Another fundamental difference, however, concerns politics. For all their limitations, most virtual villages aspire to be local network democracies. Colletta, on the other hand, looks like a perfect example of a local network autocracy - complete with servant underclass. A local farmer has already offered his services as official procaccia to the village's new tenants. In rural Italy, the procaccia was a messenger and delivery man, a kind of medieval steward whose job it was to run messages, bring in the post and procure anything the inhabitants wanted. The Net lords of Colletta will send him off to the big city to buy all those things that The Middle of Nowhere so conspicuously lacks: condoms, Veuve Cliquot champagne, copies of Wired, digital tapes... A virtual serf for the virtual aristocrats.

Needless to say, harsh realities - virtual and otherwise - will be kept at bay. Indeed, the new village will be as impenetrable as the old one. As the PR brochure put out by SIVIM reassures potential buyers: "The cybernetic nervous system grafted onto the ancient structure of the village ... apart from acting as a gateway to the information superhighway, will constitute a protective barrier designed to filter incoming information, in order to protect the peace of mind of the inhabitants." Now that you've met the serf you can admire the battlements.
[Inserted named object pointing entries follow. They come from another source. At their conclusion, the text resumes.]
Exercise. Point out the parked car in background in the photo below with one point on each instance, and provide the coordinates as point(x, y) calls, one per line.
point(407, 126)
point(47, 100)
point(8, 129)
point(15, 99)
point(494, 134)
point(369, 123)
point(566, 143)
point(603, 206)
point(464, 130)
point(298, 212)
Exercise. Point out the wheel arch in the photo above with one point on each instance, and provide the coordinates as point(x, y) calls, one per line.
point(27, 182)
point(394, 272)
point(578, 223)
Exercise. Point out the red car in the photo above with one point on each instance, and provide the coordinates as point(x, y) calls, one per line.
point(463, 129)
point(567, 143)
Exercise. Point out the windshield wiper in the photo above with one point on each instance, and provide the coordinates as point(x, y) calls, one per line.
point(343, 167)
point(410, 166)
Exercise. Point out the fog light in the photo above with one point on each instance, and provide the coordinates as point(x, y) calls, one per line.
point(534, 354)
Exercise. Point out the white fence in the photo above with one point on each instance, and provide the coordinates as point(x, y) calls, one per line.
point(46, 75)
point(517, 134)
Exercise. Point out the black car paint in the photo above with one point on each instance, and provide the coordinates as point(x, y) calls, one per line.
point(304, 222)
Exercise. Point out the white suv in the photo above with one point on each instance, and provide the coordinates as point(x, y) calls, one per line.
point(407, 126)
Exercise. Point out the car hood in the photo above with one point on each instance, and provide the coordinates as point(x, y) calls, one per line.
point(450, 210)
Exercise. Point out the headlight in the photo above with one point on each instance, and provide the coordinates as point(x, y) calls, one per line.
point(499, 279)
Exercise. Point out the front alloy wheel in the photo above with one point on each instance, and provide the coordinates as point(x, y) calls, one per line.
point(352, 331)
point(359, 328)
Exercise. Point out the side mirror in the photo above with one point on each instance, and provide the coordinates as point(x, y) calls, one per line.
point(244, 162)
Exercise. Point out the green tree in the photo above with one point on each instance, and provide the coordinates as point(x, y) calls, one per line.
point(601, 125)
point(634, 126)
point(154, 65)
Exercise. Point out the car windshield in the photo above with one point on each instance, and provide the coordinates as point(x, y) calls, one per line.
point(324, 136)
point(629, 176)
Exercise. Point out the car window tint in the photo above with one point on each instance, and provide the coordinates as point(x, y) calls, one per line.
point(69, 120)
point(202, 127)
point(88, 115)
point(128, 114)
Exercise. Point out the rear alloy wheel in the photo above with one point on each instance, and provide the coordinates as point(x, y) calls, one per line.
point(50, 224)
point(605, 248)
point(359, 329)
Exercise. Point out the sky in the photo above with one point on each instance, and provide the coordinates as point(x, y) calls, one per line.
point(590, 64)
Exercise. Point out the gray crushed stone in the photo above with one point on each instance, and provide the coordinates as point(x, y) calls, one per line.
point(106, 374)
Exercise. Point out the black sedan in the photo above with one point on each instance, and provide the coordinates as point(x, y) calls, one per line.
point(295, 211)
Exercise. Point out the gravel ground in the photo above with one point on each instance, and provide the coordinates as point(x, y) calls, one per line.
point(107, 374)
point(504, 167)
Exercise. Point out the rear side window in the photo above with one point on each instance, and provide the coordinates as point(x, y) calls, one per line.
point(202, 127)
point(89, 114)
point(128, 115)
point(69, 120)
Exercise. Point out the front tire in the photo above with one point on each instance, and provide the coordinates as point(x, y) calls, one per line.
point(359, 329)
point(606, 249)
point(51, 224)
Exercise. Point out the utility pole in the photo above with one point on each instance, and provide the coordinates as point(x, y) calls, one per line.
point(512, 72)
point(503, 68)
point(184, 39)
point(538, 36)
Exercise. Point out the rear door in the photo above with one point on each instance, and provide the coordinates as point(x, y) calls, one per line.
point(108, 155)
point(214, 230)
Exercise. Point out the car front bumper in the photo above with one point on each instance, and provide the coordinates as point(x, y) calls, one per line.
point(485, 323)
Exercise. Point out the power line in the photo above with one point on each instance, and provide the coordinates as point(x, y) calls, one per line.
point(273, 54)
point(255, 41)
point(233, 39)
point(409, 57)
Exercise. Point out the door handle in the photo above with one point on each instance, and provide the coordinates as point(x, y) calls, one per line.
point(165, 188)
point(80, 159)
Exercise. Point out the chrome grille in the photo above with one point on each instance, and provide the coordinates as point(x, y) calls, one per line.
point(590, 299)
Some would say that such a fortress is an honest reflection of the essential elitism behind the whole "lone eagle" myth - but it's a peculiarly Italian one, in that Colletta's eagles are looking for safety in numbers. "You can't smell your next-door neighbour in the global village, and that's a big drawback in this country, where people thrive on physical proximity," comments Serena Vicari of the University of Pavia, who has been studying the telework phenomenon for the last three years. Like Ceccarelli, she believes that lone eagles are an American import that will not adapt well to European soil. "The technological limits are breaking down much faster than the social limits," she says.

Colletta is an example of what Richard Lowenberg calls a "community of desire" - those rural idylls which the footloose nature of life in the global village have suddenly put within our reach - at least in theory. But, on the other hand, Paolo Ceccarelli is scathing about what he refers to as "the myth of the rural utopia full of aspiring Thoreaus clicking away on their mice in charming little cottages immersed in the verdant wood."
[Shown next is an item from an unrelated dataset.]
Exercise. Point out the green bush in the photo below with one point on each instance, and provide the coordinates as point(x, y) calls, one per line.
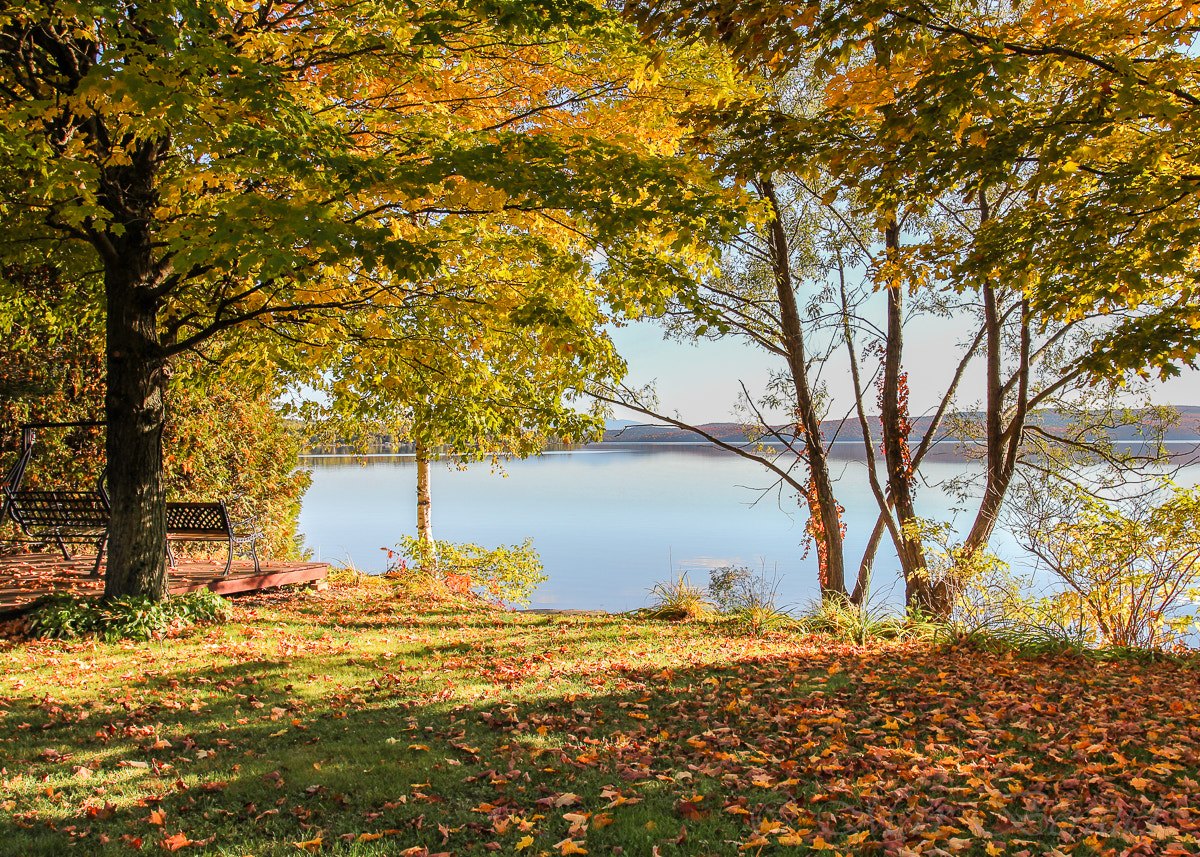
point(503, 575)
point(748, 600)
point(65, 616)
Which is not to say that the revolution needs to be either urban or centralised. "Modern communications allow us to requalify and relaunch provincial centres which have extraordinary human resources and traditions, places which still have a lot to teach us," Ceccarelli adds. "Phones, faxes and motorways have already played a significant part in halting the drain to the cities and giving previously marginal areas - like the east coast of Italy - an important boost. The modem-and-computer wave will only take this process further."

Colletta's inhabitants relaunched themselves decades ago, by getting out. Requalifying and reviving a long-dead Italian village by rerouting some ISDN cables may provide some new opportunities for the heritage industry, but whether it will alter the future of society as we know it is yet to be seen.